Imaging of osteoid osteoma classically reveals a bony mass (< 2.0 cm) with a radiolucent core (osteoid).
The main differential to osteoid osteoma is an osteoblastoma.
Osteoblastomas are similar to osteoid osteomas, however osteoblastomas are larger bigger (> 2.0 cm), may develop in the vertebrae, and manifests as bone pain that is not relieved by aspirin.
Osteochondroma
Osteochondroma is the tumor of bone with an overlying cartilage cap.
Osteochondroma is the most common type of benign tumor of bone.
Since the bone and marrow space are one continuous structure, the tumor is the result of the growth plate projecting laterally.
Overlying cartilage can transform into chondrosarcoma on rare occasions.
Osteosarcoma
Osteosarcoma is the malignant proliferation of osteoblasts.
Osteosarcomas typically develop in the metaphysis of long bones, i.e. the proximal tibia or distal femur.
Risk factors for osteosarcoma include:
- Familial retinoblastoma
- Paget disease
- Radiation exposure
Peak incidence of osteosarcoma is seen in teenagers and less commonly seen in the elderly.
Osteosarcoma typically presents as a pathologic fracture or bone pain with swelling.
Radiology of osteosarcoma classically shows a destructive mass with a “sunburst” appearance, and elevation of the periosteum.
Diagnosis of osteosarcoma is made by biopsy, which will show pleomorphic cells that create osteoid.
Giant Cell Tumor of the Bone
Giant cell tumor of the bone is composed of multinucleated giant cells and stromal cells that occur in young adults.
Giant cell tumor of the bone typically arises in the epiphysis of long bones, usually the distal femur or proximal tibia.
Radiology of giant cell tumor of the bone classically shows a “soap-bubble” appearance on x-ray.
Giant cell tumors of the bone are locally aggressive, and they may recur after surgical removal.
Ewing Sarcoma
Ewing sarcoma is characterized by the malignant proliferation of poorly differentiated cells.
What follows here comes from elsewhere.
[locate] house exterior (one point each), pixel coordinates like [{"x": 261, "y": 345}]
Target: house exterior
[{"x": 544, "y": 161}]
Ewing sarcoma typically affects male children under the age of 15-years-old.
Ewing sarcoma generally manifests in the diaphysis of the long bones.
Radiology of Ewing sarcoma classically has an “onion-skin” appearance on X-ray.
Diagnosis of Ewing sarcoma is made by biopsy that reveals small, round, blue cells that look similar to lymphocytes.
Malignant cells of Ewing sarcoma stain positive for CD99.
Genetic tests for Ewing sarcoma tend to show EWSR translocations, such as EWSR-FLI1.
Ewing sarcoma is treated by chemotherapy.
Chondroma
Chondromas are benign tumors composed of cartilage.
Chondromas typically develops in the medulla of the small bones in the hands and feet.
Chondrosarcoma
Chondrosarcoma is a malignant cartilage-forming tumor.
Chondrosarcomas tend to develop in the axial skeleton or pelvic medulla.
Diagnosis of chondrosarcoma is made by biopsy, which shows malignant chondrocytes.
Metastatic Tumors to the Bone
Primary cancers are less frequent than metastatic tumors to the bone.
Metastatic tumors to the bone typically show osteolytic, punched-out lesions on X-ray.
Notably, metastatic prostate cancer to the bone produces osteoblastic lesions.